COVID-19 webinar summary: 5 key points on Latin America, 28 April
Knowing you might not have time to watch our full webinars, we’re pleased to continue our series of COVID-19 webinar summaries. In this latest edition, we talk performance in the Latin America region with a focus on Brazil.
Returnee accommodation government measures impact Lima occupancy
Peru was one of the first countries in the region to implement measures to combat the spread of COVID-19. The country’s year-over-year occupancy declines eased slightly during the second week of April due to the government initiative “Apoyo Solidario.” The Peruvian government facilitated PEN26 million (more than US$7 million) to help quarantine returnees in an initiative where public and private organizations, such as hotel associations, worked to guarantee accommodation, and A&B.

Brazil: all hotel classes affected by COVID-19
All hotel classes in Brazil have been affected by COVID-19. Luxury and Upper Upscale Hotels posted the biggest occupancy drop (-46.6%), followed closely by Upscale and Upper Midscale (-43.2%) then Midscale and Economy (-40.7%).

São Paulo, one of the cities most affected by COVID-19
São Paulo has been one of the markets most affected by COVID-19. The market presented year-over-year decreases in occupancy as bad as 91% (1 through 17 April). Likewise, occupancy in Rio de Janeiro decreased 74% during that same period of time.

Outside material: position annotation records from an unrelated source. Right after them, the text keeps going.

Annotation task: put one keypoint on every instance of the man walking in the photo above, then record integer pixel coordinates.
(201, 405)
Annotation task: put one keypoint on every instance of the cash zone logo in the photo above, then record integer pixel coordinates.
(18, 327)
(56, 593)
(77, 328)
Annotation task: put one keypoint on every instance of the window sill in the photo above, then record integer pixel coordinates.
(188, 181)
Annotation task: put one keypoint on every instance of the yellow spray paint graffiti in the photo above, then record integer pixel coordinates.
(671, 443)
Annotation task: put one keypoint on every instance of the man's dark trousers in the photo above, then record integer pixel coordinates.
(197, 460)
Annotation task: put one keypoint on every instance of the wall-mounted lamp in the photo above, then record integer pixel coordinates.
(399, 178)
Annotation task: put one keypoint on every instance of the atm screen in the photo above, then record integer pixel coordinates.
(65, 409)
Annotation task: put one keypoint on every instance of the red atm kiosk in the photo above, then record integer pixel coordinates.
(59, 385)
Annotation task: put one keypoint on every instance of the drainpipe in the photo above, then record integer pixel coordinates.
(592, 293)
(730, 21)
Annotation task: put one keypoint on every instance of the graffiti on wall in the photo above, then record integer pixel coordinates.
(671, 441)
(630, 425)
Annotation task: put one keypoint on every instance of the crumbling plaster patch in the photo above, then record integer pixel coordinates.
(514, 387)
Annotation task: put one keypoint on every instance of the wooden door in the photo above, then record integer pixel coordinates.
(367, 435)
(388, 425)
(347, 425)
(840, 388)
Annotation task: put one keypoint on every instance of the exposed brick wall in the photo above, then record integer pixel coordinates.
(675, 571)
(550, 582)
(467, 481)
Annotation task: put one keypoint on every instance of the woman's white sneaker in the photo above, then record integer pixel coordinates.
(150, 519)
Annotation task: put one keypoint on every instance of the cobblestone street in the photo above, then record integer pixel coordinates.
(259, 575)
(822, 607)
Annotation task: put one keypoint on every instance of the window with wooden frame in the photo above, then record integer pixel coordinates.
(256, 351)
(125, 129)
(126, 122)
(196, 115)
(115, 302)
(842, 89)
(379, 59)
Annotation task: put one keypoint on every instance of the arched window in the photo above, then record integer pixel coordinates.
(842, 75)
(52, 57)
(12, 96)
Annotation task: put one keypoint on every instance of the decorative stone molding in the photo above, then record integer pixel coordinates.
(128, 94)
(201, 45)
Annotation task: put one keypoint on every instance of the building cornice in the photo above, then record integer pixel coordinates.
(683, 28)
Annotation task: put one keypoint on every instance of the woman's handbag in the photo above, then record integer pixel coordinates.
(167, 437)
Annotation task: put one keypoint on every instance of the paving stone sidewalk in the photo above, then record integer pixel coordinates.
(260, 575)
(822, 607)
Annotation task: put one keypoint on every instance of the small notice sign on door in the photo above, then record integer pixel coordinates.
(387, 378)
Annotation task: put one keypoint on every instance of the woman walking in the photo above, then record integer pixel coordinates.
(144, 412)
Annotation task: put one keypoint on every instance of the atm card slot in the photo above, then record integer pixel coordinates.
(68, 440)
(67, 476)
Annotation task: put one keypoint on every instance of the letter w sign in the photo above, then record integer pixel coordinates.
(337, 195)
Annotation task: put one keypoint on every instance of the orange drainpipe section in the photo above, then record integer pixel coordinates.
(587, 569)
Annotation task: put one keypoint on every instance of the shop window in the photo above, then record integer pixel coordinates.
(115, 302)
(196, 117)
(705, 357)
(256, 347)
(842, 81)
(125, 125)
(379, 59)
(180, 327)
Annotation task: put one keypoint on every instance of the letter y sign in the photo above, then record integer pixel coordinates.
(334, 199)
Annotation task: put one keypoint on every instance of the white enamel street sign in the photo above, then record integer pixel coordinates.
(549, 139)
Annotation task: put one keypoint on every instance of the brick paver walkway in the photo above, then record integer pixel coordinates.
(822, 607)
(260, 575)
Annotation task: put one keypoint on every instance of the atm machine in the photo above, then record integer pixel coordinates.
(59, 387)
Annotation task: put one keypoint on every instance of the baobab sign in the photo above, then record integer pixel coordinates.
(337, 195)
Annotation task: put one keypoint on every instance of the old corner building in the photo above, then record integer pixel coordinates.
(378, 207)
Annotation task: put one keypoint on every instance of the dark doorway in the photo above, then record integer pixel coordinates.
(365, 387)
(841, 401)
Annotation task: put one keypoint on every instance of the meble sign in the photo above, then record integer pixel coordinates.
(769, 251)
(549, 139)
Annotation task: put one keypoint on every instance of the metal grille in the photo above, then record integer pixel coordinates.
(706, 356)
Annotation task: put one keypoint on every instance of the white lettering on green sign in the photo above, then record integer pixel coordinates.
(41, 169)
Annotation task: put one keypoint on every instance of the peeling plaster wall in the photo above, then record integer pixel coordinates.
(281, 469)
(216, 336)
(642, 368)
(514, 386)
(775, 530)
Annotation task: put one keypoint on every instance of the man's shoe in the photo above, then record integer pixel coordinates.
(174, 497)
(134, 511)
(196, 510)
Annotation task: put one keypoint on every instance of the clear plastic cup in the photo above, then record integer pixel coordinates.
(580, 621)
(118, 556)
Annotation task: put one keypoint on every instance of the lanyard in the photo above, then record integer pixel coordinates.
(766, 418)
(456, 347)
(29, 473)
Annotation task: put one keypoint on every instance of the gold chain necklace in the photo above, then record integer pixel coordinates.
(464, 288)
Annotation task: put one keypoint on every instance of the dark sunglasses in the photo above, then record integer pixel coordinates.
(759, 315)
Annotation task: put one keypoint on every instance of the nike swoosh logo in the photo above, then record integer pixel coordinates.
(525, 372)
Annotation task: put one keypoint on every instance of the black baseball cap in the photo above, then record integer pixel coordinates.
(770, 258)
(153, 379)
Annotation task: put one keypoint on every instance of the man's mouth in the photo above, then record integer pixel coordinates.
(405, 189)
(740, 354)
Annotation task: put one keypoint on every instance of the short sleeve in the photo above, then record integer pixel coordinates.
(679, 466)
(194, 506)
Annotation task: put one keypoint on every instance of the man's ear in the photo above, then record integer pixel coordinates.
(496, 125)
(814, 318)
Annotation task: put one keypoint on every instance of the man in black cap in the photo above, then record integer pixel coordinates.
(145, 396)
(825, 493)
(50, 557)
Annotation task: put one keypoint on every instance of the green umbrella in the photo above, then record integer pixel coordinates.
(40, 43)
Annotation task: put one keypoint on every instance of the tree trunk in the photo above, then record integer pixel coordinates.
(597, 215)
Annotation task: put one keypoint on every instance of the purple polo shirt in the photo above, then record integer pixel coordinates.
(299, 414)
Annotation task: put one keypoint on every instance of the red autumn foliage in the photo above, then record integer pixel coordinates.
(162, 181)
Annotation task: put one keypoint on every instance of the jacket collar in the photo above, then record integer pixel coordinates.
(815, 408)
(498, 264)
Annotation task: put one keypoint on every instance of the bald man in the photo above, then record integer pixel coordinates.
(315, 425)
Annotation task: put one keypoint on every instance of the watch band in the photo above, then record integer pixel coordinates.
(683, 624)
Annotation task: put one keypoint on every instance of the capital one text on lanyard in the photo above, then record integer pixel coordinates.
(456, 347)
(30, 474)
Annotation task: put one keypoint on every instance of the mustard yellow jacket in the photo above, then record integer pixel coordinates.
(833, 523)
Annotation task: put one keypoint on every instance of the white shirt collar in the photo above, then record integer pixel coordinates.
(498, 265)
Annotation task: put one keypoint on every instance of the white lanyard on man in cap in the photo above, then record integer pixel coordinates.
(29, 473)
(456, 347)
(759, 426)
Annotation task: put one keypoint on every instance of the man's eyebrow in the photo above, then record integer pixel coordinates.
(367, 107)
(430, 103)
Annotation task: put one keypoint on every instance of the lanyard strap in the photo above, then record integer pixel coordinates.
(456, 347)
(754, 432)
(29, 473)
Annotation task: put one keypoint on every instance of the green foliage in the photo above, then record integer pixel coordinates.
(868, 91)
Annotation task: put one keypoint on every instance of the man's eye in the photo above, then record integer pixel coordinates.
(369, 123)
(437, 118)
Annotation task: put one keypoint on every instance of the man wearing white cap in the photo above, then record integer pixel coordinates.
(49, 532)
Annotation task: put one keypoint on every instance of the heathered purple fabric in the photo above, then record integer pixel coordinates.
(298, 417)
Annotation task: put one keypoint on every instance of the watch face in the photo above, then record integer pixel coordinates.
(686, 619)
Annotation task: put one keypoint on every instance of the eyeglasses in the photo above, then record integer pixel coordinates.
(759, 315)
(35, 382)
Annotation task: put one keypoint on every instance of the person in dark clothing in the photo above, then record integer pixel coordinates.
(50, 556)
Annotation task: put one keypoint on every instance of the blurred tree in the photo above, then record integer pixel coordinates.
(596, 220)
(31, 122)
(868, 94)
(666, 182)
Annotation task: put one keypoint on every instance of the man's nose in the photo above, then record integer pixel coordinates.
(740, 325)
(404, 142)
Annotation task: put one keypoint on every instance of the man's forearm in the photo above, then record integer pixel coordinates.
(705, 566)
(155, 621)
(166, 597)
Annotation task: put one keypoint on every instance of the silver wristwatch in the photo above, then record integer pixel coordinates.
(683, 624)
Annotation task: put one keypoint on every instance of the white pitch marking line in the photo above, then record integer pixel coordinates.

Rio de Janeiro occupancy drop from 11 March
Rio de Janeiro posted declines in occupancy 10 days after the announcement of COVID-19 as a pandemic. Occupancy dropped year over year in Rio de Janeiro (excluding Barra de Tijuca) as steep as 91.6% on 4 April.

ADR declines in Rio de Janeiro and São Paulo
Rio de Janeiro rate increases spiked during 21-26 February due to Carnival 2020 but fell dramatically in the early days of March due to comparison of 2019 Carnival dates. ADR decreases have been more frequent in each of Brazil’s top two markets.